At the time it was noted that there was a retained right maxillary incisor root, but the working diagnosis was non-neoplastic rhinitis (the biopsy confirmed "lymphocytic plasmacytic rhinitis", cause undetermined). I was relieved it wasn't cancer, but his ongoing signs caused both of us stress. 

So when I noted the marked asymmetry of the rostral maxilla on the recent xrays, I grew convinced that that little hook might well be the root of all evil. 

It wasn't clear cut and there was much debate. Some colleagues told me it was very likely to be the cause of his rhinitis, others said nope, it wasn't associated with a periapical abscess (you can trace the periodontal ligament). There was vigorous debate. But if you've ever had an ingrown toenail (I did once and I was grade 4 lame (I have a photo but some things aren't meant to be blogged)) you'll know that a tiny foreign body can cause disproportionate inflammation, irritation and pain. Its the "princess and the pea" all over again.

So, even though Phil is technically toothless, Dr Hawke and I went in to find that root (I know, when I read that I have flashbacks from "Inner Space" - it wasn't quite that exciting). And it was there waiting for us. There was a tiny fistula which accommodated the dental probe. This lead to a little stream of pus, in which was floating a tiny piece of bone that Dr Hawke deftly flicked out. We stared at it long and hard. Was this insignificant shard really the source of Phil's woes? 

The probe slides into a fistula adjacent to the maxillary incisor root.
On repeat radiographs it was evident that there was significant bony involvement. Flushing of the fistula proved that it communicated with his nasal cavity: saline went into the hole and came out of his right nostril - the hallmark of an oronasal fistula.
You can see the root (arrow) surrounded by a well of darkness (bone resorption/osteomyelitis). There are some artefacts on this image, but the important thing is the hook-shaped root.

See - its not there now!
I didn't want to recover Phil prematurely and leave any part of the offending root behind, so we took a repeat radiograph to confirm its absence.

Retained tooth root beside 5 cent piece for scale.
There you have it. Is this definitely the root of all evil? Time will tell. Naturally Phil is snorting a little bit and he produced another legendary "monster booger" tonight - but that's to be expected given the extensive curettage and lavage of the affected region. I expect the signs will resolve in coming weeks, but I will keep you posted (I can say as I type this he is dancing on the carpet having eaten three bowls of food).

How come it read like an incidental finding on the CT report? Maybe the lysis wasn't as bad at the time of CT? And as May said, this is a very small patient. Its so easy for a dog this size to develop a miniscule oronasal fistula. 
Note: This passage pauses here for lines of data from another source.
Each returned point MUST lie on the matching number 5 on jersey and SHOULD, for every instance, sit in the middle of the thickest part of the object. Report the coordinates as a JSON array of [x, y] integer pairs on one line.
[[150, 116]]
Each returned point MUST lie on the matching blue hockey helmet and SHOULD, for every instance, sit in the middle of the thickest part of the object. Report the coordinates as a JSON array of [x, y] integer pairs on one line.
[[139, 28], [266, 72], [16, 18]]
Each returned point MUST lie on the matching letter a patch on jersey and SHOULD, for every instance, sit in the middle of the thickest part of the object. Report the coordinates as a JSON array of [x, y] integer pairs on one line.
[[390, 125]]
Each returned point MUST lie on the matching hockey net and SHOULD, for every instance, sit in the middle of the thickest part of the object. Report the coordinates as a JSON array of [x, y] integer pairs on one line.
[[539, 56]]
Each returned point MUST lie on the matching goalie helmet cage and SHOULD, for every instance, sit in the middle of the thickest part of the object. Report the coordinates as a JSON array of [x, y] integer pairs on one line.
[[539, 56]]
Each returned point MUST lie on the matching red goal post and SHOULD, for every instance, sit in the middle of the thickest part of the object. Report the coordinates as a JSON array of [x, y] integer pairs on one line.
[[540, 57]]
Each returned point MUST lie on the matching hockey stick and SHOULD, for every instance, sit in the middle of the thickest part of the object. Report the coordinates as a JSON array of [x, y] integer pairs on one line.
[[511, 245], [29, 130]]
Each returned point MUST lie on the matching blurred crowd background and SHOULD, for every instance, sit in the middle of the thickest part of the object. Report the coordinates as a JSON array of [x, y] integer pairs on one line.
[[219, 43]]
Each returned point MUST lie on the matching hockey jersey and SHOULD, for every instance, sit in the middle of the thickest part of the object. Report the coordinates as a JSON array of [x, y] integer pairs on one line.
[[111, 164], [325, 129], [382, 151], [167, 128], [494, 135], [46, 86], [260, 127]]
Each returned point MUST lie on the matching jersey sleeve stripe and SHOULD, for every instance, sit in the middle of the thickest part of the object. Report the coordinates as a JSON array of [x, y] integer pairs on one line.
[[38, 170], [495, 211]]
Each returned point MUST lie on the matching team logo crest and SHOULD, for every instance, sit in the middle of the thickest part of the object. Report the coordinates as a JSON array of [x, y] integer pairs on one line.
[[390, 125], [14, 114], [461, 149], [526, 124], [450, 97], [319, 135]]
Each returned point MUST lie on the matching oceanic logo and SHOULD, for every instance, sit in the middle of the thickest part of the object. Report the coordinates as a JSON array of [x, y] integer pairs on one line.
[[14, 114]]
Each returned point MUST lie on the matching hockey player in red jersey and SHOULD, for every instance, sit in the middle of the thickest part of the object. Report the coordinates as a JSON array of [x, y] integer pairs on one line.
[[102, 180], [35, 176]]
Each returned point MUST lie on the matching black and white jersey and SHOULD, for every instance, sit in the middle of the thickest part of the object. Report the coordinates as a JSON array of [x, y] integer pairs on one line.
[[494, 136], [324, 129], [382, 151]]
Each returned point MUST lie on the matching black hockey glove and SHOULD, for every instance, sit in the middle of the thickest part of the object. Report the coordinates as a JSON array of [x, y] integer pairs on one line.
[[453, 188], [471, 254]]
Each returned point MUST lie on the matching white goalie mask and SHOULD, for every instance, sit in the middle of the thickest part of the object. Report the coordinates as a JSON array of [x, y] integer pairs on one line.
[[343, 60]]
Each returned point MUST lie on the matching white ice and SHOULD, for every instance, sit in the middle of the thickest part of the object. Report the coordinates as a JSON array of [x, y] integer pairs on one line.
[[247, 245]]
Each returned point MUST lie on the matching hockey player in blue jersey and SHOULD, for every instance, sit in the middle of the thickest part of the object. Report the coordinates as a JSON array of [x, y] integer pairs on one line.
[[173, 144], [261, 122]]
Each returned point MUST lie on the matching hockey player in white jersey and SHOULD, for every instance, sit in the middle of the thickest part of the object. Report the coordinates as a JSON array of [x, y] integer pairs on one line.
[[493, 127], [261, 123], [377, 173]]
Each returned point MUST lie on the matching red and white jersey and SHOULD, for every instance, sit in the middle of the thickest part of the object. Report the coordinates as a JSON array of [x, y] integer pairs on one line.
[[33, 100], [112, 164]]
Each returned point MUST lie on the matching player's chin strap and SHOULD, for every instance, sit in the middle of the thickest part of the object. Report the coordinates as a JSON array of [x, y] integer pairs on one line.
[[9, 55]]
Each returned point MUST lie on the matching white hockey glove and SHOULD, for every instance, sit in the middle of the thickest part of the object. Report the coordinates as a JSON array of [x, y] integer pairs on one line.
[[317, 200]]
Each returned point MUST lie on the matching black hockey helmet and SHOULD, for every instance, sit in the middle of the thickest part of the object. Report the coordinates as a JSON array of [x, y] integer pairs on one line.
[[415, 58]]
Why didn't I do dental radiographs earlier? Well, I was attached to the allergic rhinitis hypothesis and my mind had omitted the tooth root infection hypothesis when the CT came back. After all, the onset of clinical signs coincided with an insect sting, which in retrospect was a bum steer (maybe the associated inflammation upset an otherwise dormant root fragment?). The other thing was that the signs would subside and he would be sniffle free for extended periods of time. I wondered about intermittent exposure to some unknown allergen.

The CT didn't say the tooth root was NOT a problem. I was happy to be reassured by colleagues who said "no, that isn't it" as I wasn't keen to go digging. I am certain that serial radiographs would have indicated progression of osteomyelitis in the vicinity of the root. 

I am glad for Phil's sake that we got there in the end. It might be a tiny piece of bone, but it was very satisfying sealing it up in a jar where it can't cause any more discomfort. Hurrah!